An army officer turned up a few moments later and told them that it was not safe for them to stay at Ganobhaban. They fled to Jamil's brother's house in an army jeep in the middle of the curfew.
We were in a state of denial, we could sense that my father was murdered, still we did not want to believe it.
The confirmation of Jamil's death came from Brigadier General Khaled Mosharraf. A negotiation with the murderers to retrieve the dead body of slain Col Jamil started. The murderers talked to Brig Gen Mosharraf - a mamu (maternal uncle) of Farook - and agreed to hand us over his dead body on the ground that Col Jamil was an army-man.
"My uncles went to road no 32 in Dhanmandi and received my father's dead body. It was brought back by my uncle's car, the whole time it was cordoned off by the killers," Konka says.
No one was allowed to see Jamil's face. Konka sneaked down to the street and saw his father's feet come out of the window. "All I could do was touch them," Konka says."
The body was taken to Khaled Mosharraf's house. As there was a curfew, they could not get the burial shroud. The final rites were done at Mosharraf's house.
There was this beautiful white bed sheet that my aunt had brought from the US. It was used as a burial shroud.
Family given chance to see and bury body under one strict condition
Before the body was headed for the burial, the killers and their cohorts allowed Jamil's family members to see his dead body on one condition: No one was allowed to cry, no one would make a single sound. Surrounded by gun-totting killers, the family was allowed to see Jamil's body one last time. It was kept at Brig Gen Khaled Mosharraf's garage and when Col Jamil's eldest daughter broke into tears, the soldiers raised their guns and told her to get back into the house.
My father's body was still bleeding.
The coffin was wet with the blood of the hero. Col Jamil was buried at a graveyard in Dhaka Cantonment on 16 August 1975 at 1 in the morning.
Jamil's soul will be in peace and I will also die in peace. My father was an honest officer. I'm proud that my father sacrificed his life for such a great leader.
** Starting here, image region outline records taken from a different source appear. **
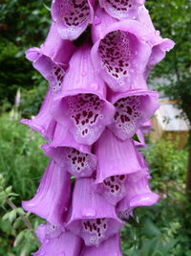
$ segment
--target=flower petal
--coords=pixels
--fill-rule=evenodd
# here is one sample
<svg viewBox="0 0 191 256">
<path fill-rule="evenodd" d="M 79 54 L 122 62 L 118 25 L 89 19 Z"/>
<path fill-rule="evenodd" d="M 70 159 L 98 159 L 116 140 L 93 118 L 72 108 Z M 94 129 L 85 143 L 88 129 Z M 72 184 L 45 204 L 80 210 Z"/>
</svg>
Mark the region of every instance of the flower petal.
<svg viewBox="0 0 191 256">
<path fill-rule="evenodd" d="M 91 46 L 85 44 L 72 57 L 62 90 L 52 109 L 55 120 L 72 132 L 77 143 L 85 145 L 97 140 L 115 112 L 105 100 L 105 84 L 95 76 L 90 51 Z"/>
<path fill-rule="evenodd" d="M 91 178 L 76 179 L 73 194 L 72 213 L 67 228 L 82 237 L 86 245 L 98 244 L 117 233 L 123 222 L 115 207 L 93 192 Z"/>
<path fill-rule="evenodd" d="M 138 15 L 139 6 L 144 0 L 99 0 L 99 4 L 113 17 L 117 19 L 135 19 Z"/>
<path fill-rule="evenodd" d="M 71 133 L 59 124 L 56 125 L 53 140 L 43 145 L 47 156 L 74 175 L 76 178 L 92 176 L 96 167 L 96 157 L 91 153 L 91 147 L 77 144 Z"/>
<path fill-rule="evenodd" d="M 105 129 L 96 142 L 95 153 L 98 160 L 96 191 L 115 205 L 127 193 L 128 175 L 143 170 L 138 151 L 131 140 L 123 142 Z"/>
<path fill-rule="evenodd" d="M 119 234 L 112 236 L 97 246 L 85 246 L 81 256 L 122 256 Z"/>
<path fill-rule="evenodd" d="M 101 16 L 99 18 L 101 20 Z M 102 20 L 100 26 L 93 26 L 93 34 L 96 35 L 99 29 L 102 36 L 92 49 L 96 72 L 117 92 L 146 87 L 143 75 L 151 47 L 146 43 L 150 35 L 145 28 L 135 20 L 115 22 L 105 27 L 101 24 Z"/>
<path fill-rule="evenodd" d="M 20 122 L 39 132 L 47 141 L 52 141 L 56 126 L 55 120 L 50 113 L 53 93 L 50 89 L 41 105 L 37 116 L 32 120 L 22 119 Z"/>
<path fill-rule="evenodd" d="M 159 197 L 153 193 L 148 184 L 148 173 L 137 172 L 129 175 L 127 180 L 128 193 L 118 203 L 117 211 L 121 218 L 129 218 L 132 210 L 138 206 L 150 206 L 156 203 Z"/>
<path fill-rule="evenodd" d="M 166 52 L 169 52 L 171 49 L 173 49 L 175 42 L 168 38 L 162 38 L 159 35 L 159 31 L 156 31 L 149 12 L 144 6 L 140 7 L 138 10 L 138 20 L 143 25 L 144 28 L 147 29 L 151 35 L 148 43 L 152 47 L 152 53 L 147 65 L 147 77 L 150 69 L 152 69 L 164 58 Z"/>
<path fill-rule="evenodd" d="M 82 246 L 82 241 L 74 234 L 66 231 L 58 236 L 50 238 L 46 236 L 40 248 L 33 256 L 76 256 L 79 255 Z"/>
<path fill-rule="evenodd" d="M 70 200 L 70 175 L 52 160 L 34 198 L 23 201 L 22 207 L 53 224 L 62 224 Z"/>
<path fill-rule="evenodd" d="M 95 0 L 54 0 L 52 16 L 63 39 L 74 40 L 93 21 Z"/>
<path fill-rule="evenodd" d="M 108 128 L 121 140 L 131 138 L 159 106 L 158 97 L 157 92 L 144 89 L 110 94 L 116 114 L 114 122 Z"/>
</svg>

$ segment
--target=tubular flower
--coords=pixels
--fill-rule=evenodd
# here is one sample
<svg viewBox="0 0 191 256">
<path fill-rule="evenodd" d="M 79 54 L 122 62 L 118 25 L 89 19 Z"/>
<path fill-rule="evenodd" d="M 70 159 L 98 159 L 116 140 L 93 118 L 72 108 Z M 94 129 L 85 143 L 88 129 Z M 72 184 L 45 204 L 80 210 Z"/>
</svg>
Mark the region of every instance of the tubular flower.
<svg viewBox="0 0 191 256">
<path fill-rule="evenodd" d="M 62 226 L 55 226 L 51 223 L 40 225 L 36 234 L 42 244 L 38 251 L 32 254 L 33 256 L 76 256 L 80 253 L 81 239 L 69 231 L 65 231 Z"/>
<path fill-rule="evenodd" d="M 102 12 L 97 11 L 101 23 L 92 29 L 93 38 L 96 39 L 92 49 L 96 72 L 116 92 L 145 87 L 143 75 L 151 55 L 151 47 L 145 42 L 148 37 L 145 28 L 136 20 L 106 26 L 109 19 Z"/>
<path fill-rule="evenodd" d="M 116 113 L 108 128 L 121 140 L 131 138 L 159 106 L 158 97 L 157 92 L 145 89 L 111 93 L 110 101 L 116 106 Z"/>
<path fill-rule="evenodd" d="M 45 43 L 26 52 L 50 83 L 38 115 L 21 121 L 48 140 L 51 158 L 22 203 L 47 221 L 34 256 L 122 256 L 120 218 L 159 199 L 138 149 L 159 106 L 147 77 L 174 42 L 155 30 L 144 2 L 53 0 Z"/>
<path fill-rule="evenodd" d="M 103 81 L 95 76 L 90 50 L 85 44 L 72 57 L 63 87 L 52 109 L 53 118 L 72 132 L 74 140 L 86 145 L 97 140 L 115 113 L 115 107 L 105 100 Z"/>
<path fill-rule="evenodd" d="M 147 172 L 137 172 L 128 175 L 128 192 L 117 208 L 120 218 L 128 219 L 135 207 L 150 206 L 159 200 L 159 197 L 149 187 L 149 177 Z"/>
<path fill-rule="evenodd" d="M 70 175 L 52 160 L 34 198 L 23 201 L 22 207 L 53 224 L 62 224 L 70 202 Z"/>
<path fill-rule="evenodd" d="M 99 0 L 99 4 L 113 17 L 117 19 L 133 18 L 138 15 L 138 8 L 144 0 Z"/>
<path fill-rule="evenodd" d="M 86 245 L 96 245 L 118 232 L 123 222 L 115 207 L 92 189 L 92 178 L 76 179 L 73 194 L 72 213 L 67 223 Z"/>
<path fill-rule="evenodd" d="M 138 128 L 137 130 L 137 135 L 139 141 L 134 140 L 134 145 L 137 147 L 137 149 L 144 149 L 146 148 L 144 134 L 141 130 L 141 128 Z"/>
<path fill-rule="evenodd" d="M 32 61 L 33 67 L 56 92 L 61 87 L 65 71 L 74 50 L 75 47 L 71 41 L 60 37 L 53 22 L 45 43 L 40 48 L 34 47 L 27 50 L 26 58 Z"/>
<path fill-rule="evenodd" d="M 85 246 L 80 256 L 122 256 L 119 234 L 114 235 L 97 246 Z"/>
<path fill-rule="evenodd" d="M 105 129 L 95 145 L 95 153 L 98 160 L 96 190 L 110 203 L 116 204 L 128 192 L 128 175 L 142 170 L 138 151 L 131 140 L 118 140 Z"/>
<path fill-rule="evenodd" d="M 95 0 L 53 0 L 52 17 L 63 39 L 74 40 L 92 23 Z"/>
<path fill-rule="evenodd" d="M 77 144 L 59 124 L 50 145 L 43 145 L 47 156 L 52 157 L 76 178 L 91 176 L 96 167 L 96 157 L 91 153 L 91 146 Z"/>
<path fill-rule="evenodd" d="M 32 120 L 23 119 L 21 123 L 38 131 L 48 141 L 52 141 L 56 125 L 50 111 L 52 101 L 61 88 L 65 70 L 74 49 L 72 42 L 59 36 L 53 23 L 45 43 L 40 48 L 33 47 L 26 51 L 26 58 L 33 61 L 33 67 L 49 81 L 50 89 L 38 115 Z"/>
</svg>

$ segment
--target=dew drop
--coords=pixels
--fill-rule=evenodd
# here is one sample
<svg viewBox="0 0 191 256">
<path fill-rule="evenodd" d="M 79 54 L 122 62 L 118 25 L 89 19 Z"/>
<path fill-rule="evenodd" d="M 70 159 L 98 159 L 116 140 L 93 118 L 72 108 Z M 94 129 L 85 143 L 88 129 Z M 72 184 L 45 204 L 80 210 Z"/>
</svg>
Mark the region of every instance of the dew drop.
<svg viewBox="0 0 191 256">
<path fill-rule="evenodd" d="M 94 209 L 88 208 L 88 209 L 84 209 L 82 212 L 82 216 L 83 217 L 96 217 L 96 212 Z"/>
<path fill-rule="evenodd" d="M 50 240 L 49 239 L 46 239 L 45 240 L 45 244 L 49 244 Z"/>
<path fill-rule="evenodd" d="M 94 24 L 95 25 L 99 25 L 100 23 L 101 23 L 100 18 L 96 15 L 95 16 L 95 19 L 94 19 Z"/>
<path fill-rule="evenodd" d="M 82 72 L 82 73 L 81 73 L 81 76 L 82 76 L 82 77 L 85 77 L 86 75 L 87 75 L 86 72 Z"/>
<path fill-rule="evenodd" d="M 156 31 L 156 32 L 155 32 L 155 35 L 160 35 L 160 32 L 159 32 L 159 31 Z"/>
</svg>

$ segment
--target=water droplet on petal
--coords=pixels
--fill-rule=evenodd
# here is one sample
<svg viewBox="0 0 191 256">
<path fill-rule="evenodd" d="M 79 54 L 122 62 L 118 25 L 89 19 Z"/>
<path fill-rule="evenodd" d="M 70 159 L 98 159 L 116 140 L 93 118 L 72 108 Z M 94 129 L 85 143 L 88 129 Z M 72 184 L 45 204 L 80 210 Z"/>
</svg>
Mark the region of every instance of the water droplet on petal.
<svg viewBox="0 0 191 256">
<path fill-rule="evenodd" d="M 82 76 L 82 77 L 85 77 L 86 75 L 87 75 L 86 72 L 82 72 L 82 73 L 81 73 L 81 76 Z"/>
<path fill-rule="evenodd" d="M 155 32 L 155 35 L 160 35 L 160 32 L 159 32 L 159 31 L 156 31 L 156 32 Z"/>
<path fill-rule="evenodd" d="M 95 25 L 98 25 L 101 23 L 101 20 L 99 17 L 97 17 L 96 15 L 95 16 L 95 19 L 94 19 L 94 24 Z"/>
<path fill-rule="evenodd" d="M 50 240 L 49 239 L 46 239 L 45 240 L 45 244 L 49 244 Z"/>
</svg>

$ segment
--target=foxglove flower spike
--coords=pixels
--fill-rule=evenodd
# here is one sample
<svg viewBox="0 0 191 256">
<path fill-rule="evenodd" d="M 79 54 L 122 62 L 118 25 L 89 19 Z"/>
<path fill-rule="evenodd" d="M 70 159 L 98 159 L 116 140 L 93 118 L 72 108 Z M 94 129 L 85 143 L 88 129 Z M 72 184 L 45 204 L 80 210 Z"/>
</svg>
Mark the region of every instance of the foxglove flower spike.
<svg viewBox="0 0 191 256">
<path fill-rule="evenodd" d="M 131 138 L 142 123 L 150 120 L 159 108 L 159 94 L 144 89 L 129 90 L 123 93 L 109 94 L 109 100 L 116 106 L 114 121 L 108 128 L 115 135 L 126 140 Z"/>
<path fill-rule="evenodd" d="M 95 75 L 90 51 L 91 46 L 85 44 L 74 54 L 52 108 L 53 118 L 84 145 L 97 140 L 115 113 L 115 107 L 105 99 L 104 82 Z"/>
<path fill-rule="evenodd" d="M 52 224 L 60 225 L 65 221 L 70 194 L 70 175 L 52 160 L 34 198 L 29 201 L 23 201 L 22 207 Z"/>
<path fill-rule="evenodd" d="M 80 256 L 122 256 L 119 234 L 114 235 L 97 246 L 85 246 Z"/>
<path fill-rule="evenodd" d="M 63 39 L 74 40 L 94 19 L 95 0 L 53 0 L 52 17 Z"/>
<path fill-rule="evenodd" d="M 150 35 L 136 20 L 109 23 L 101 16 L 99 25 L 93 25 L 93 38 L 96 39 L 92 49 L 95 70 L 116 92 L 146 87 L 144 72 L 151 55 L 151 46 L 146 43 Z M 102 19 L 104 20 L 102 25 Z M 97 32 L 98 30 L 98 32 Z M 101 35 L 97 40 L 97 35 Z"/>
<path fill-rule="evenodd" d="M 47 156 L 76 178 L 92 176 L 96 167 L 96 157 L 91 153 L 91 146 L 77 144 L 72 134 L 59 124 L 56 125 L 53 140 L 43 145 Z"/>
<path fill-rule="evenodd" d="M 96 245 L 117 233 L 123 222 L 117 218 L 115 207 L 93 192 L 92 178 L 76 179 L 72 212 L 66 225 L 82 237 L 86 245 Z"/>
<path fill-rule="evenodd" d="M 99 0 L 99 4 L 113 17 L 117 19 L 135 19 L 138 8 L 144 0 Z"/>
<path fill-rule="evenodd" d="M 150 175 L 145 172 L 129 175 L 127 180 L 128 193 L 118 203 L 117 212 L 120 218 L 129 218 L 133 209 L 138 206 L 150 206 L 156 203 L 159 197 L 153 193 L 148 184 Z"/>
<path fill-rule="evenodd" d="M 143 170 L 138 151 L 131 140 L 123 142 L 105 129 L 96 142 L 95 153 L 98 160 L 96 191 L 115 205 L 128 192 L 128 175 Z"/>
<path fill-rule="evenodd" d="M 41 105 L 40 111 L 33 119 L 21 119 L 21 123 L 39 132 L 47 141 L 52 141 L 56 126 L 55 120 L 51 115 L 51 106 L 53 98 L 52 89 L 49 89 Z"/>
<path fill-rule="evenodd" d="M 76 256 L 81 251 L 82 240 L 61 227 L 48 223 L 39 226 L 36 233 L 38 237 L 40 233 L 42 244 L 33 256 Z"/>
</svg>

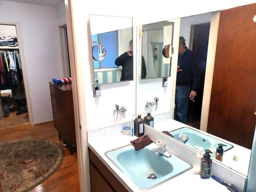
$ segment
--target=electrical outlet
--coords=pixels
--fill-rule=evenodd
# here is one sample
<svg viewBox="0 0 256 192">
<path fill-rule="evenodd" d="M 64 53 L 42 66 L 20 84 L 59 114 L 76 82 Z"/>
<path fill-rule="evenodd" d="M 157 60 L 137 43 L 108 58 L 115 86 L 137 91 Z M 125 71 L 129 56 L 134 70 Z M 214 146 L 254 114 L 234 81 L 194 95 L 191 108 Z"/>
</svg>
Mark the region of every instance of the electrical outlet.
<svg viewBox="0 0 256 192">
<path fill-rule="evenodd" d="M 100 85 L 93 85 L 93 97 L 100 96 Z"/>
<path fill-rule="evenodd" d="M 167 87 L 167 84 L 168 84 L 168 82 L 167 82 L 167 77 L 164 77 L 163 78 L 163 81 L 162 82 L 162 86 L 164 87 Z"/>
</svg>

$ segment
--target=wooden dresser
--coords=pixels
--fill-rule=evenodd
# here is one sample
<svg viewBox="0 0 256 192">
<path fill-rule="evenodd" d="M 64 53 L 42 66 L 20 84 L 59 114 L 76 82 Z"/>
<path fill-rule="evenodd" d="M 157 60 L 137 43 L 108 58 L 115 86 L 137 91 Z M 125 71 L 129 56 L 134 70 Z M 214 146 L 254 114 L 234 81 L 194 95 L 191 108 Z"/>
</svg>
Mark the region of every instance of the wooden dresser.
<svg viewBox="0 0 256 192">
<path fill-rule="evenodd" d="M 49 83 L 54 127 L 58 132 L 60 140 L 64 139 L 67 142 L 72 155 L 76 143 L 72 84 Z"/>
</svg>

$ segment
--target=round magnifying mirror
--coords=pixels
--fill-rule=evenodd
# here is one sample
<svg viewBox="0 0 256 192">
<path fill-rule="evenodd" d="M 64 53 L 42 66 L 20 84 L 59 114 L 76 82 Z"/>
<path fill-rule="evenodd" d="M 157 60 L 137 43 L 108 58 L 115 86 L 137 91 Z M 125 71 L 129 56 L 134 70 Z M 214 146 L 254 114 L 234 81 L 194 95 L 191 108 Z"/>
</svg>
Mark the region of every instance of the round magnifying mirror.
<svg viewBox="0 0 256 192">
<path fill-rule="evenodd" d="M 92 48 L 92 55 L 94 60 L 102 61 L 107 55 L 107 50 L 103 45 L 96 44 Z"/>
<path fill-rule="evenodd" d="M 173 48 L 173 47 L 170 44 L 168 44 L 164 47 L 162 51 L 162 54 L 164 57 L 170 58 L 172 56 L 174 51 L 174 50 Z"/>
</svg>

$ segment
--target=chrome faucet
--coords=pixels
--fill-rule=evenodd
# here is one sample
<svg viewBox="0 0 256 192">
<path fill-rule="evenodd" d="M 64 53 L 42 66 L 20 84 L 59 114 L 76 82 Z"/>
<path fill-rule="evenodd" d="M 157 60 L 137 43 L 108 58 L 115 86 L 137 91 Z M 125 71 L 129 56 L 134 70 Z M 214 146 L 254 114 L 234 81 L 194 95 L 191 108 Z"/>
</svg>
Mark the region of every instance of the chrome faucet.
<svg viewBox="0 0 256 192">
<path fill-rule="evenodd" d="M 165 144 L 162 147 L 158 147 L 157 148 L 152 149 L 151 152 L 154 154 L 155 153 L 158 153 L 159 154 L 162 155 L 166 158 L 170 158 L 172 156 L 172 155 L 167 151 L 165 148 L 166 146 L 166 145 Z"/>
</svg>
Tehmina Enayet, Colonel Jamil's eldest daughter
Such a tragedy is rare in history. Perhaps the Czar of Russia and his family were the only other example. The killers had a well honed blueprint and they executed it to perfection. Suddenly, Jamil became an unexpected obstruction in their hell bound way. And they saw to it that he is removed forever. In the process they made him unforgettable, if not immortal. In history he will remain as a super example of loyalty, duty and courage. As one privileged to know and work with him I will always think of him as the best of human beings. He remains unforgettable and unconquered. May his soul rest in eternal peace. May there never be another 15th of August ever.
Syed Abdus Samad,
Wife refuses to leave Bangladesh
After Col. Jamil's death the Swedish government wanted to give the Jamil family political asylum but Anjuman refused.
Jamil is lying here, I won't go anywhere else, leaving him alone.
Anjuman reluctant to leave the Motherland for which her husband gave up his life
On the 40th day of Col. Jamil's murder, Anjuman realised that she was expecting their fourth child. The baby, a girl, was named ‘Karishma’ meaning miracle.
Karishma Jamil, slain Col Jamil's fourth daughter, has never seen her father.